OK, perhaps that’s a bit unfair. On WiFi or Ethernet, the MacBook is a fine internet access device — Draft 802.11n and all that — but what if you’re out on the road?
In an era when just about every notebook manufacturer offers several models with inbuilt mobile broadband capabilities, Apple’s notebooks are notably devoid of this handy option.
Sure, you can get a variety of USB devices from all the mobile networks, but the driver issues with these are usually a bit of a nightmare, not to mention the fact that having a fat, ugly dongle sticking out from one of your USB ports (or, worse, a soap-on-a-rope type lozenge hanging from the side) is just not Mac-like.
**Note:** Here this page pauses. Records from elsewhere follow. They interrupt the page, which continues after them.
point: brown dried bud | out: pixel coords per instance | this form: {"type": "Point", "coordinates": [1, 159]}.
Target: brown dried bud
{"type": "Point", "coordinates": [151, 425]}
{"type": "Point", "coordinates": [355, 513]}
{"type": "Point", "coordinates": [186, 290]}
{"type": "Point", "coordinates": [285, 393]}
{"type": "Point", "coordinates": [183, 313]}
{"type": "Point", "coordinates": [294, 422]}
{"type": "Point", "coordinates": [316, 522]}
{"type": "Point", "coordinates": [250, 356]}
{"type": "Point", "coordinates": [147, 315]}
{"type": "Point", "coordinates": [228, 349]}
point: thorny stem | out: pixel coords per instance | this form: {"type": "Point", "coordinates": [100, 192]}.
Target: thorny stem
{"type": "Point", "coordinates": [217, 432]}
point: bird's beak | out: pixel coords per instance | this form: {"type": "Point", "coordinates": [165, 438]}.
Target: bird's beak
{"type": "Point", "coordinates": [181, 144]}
The argument that mobile broadband is only for the rich corporate exec with a black American Express card doesn’t hold up any more. With Three currently offering 1GB usage a month for $14.50 and Vodafone and Optus offering 5GB for $40, mobile broadband is not only a good option for people who need access out and about, but actually a good alternative to a home ADSL connection, if it’s just your own laptop that you need connected.
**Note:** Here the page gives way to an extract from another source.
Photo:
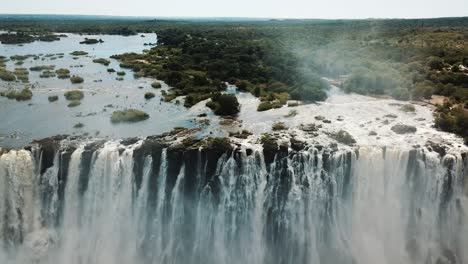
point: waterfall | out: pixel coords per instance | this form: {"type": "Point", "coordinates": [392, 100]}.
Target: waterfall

Apple could make life so much easier for customers if it offered an integrated HSDPA module as a BTO option for people ordering MacBooks.
The MacBook Pro is marginally better since it comes with an ExpressCard slot, and there are actually some mobile broadband ExpressCards that work well on Mac. For example, OS X natively supports the Merlin XU870 (sold in Australia by Three), and if you download the latest Sierra Wireless drivers, the Sierra Wireless Aircard 880E (sold in Australia by BigPond Wireless).
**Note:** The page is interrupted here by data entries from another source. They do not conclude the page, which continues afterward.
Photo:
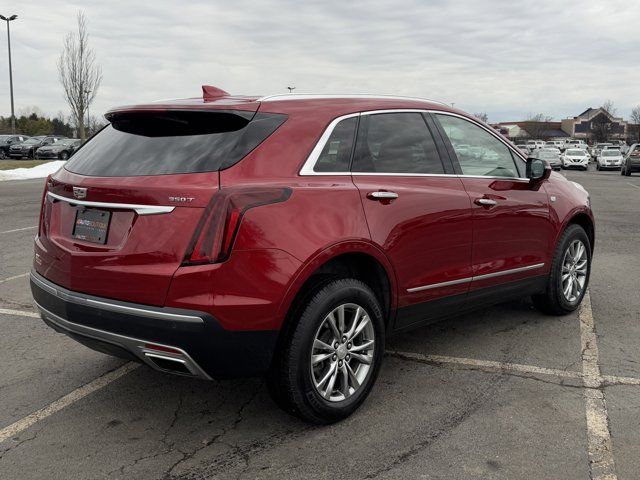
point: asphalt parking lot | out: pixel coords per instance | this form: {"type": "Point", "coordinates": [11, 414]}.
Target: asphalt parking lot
{"type": "Point", "coordinates": [503, 393]}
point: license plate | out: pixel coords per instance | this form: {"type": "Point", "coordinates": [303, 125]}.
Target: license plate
{"type": "Point", "coordinates": [91, 225]}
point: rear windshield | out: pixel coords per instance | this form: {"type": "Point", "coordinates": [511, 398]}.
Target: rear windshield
{"type": "Point", "coordinates": [162, 143]}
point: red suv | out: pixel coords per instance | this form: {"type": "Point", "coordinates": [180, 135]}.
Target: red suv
{"type": "Point", "coordinates": [286, 236]}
However, configuring the cards requires a PhD in massaging the Mac OS X dialup networking configuration to connect to mobile networks. And you still have the problem of having to plug something in to the notebook every time you want to get internet access through your mobile ISP. It’s just a sucky, un-Mac-like experience.
Yes, Apple does face the problem that different countries use different sorts of mobile networks. For example, while Australia uses the world’s fastest mobile broadband technology — HSDPA — much of the US is still using the old EV-DO system which is based on CDMA technology. To access HSDPA or EV-DO, you need totally different hardware for each network. However, this challenge is one faced by every PC maker, and Intel has made it easy to deal with via its Mini-PCI architecture for notebooks, which allows broadband components to be easily swapped depending on the country a notebook is being shipped into.
With integrated mobile hardware that would be natively supported by OS X (let’s call it AirPort Mobile), Apple could provide the software setup ease-of-use it is famous for.
My only hope is that if Apple does see the light and add this to its range, it won’t lock the hardware to a certain carrier in each country. It’s one thing to sell the iPhone cheaply and lock it to a certain carrier to pay off the true cost of the device, but it’s another thing to force a laptop owner to subscribe to a certain service.
Apple’s nemesis, Dell, has worked out a reasonable compromise here: it still strikes deals with networks, but offers customers a choice of network when they order the notebook. Apple should, at very least, consider this model too, or better, ship the notebook "unlocked", to be used on a network of the user’s choice.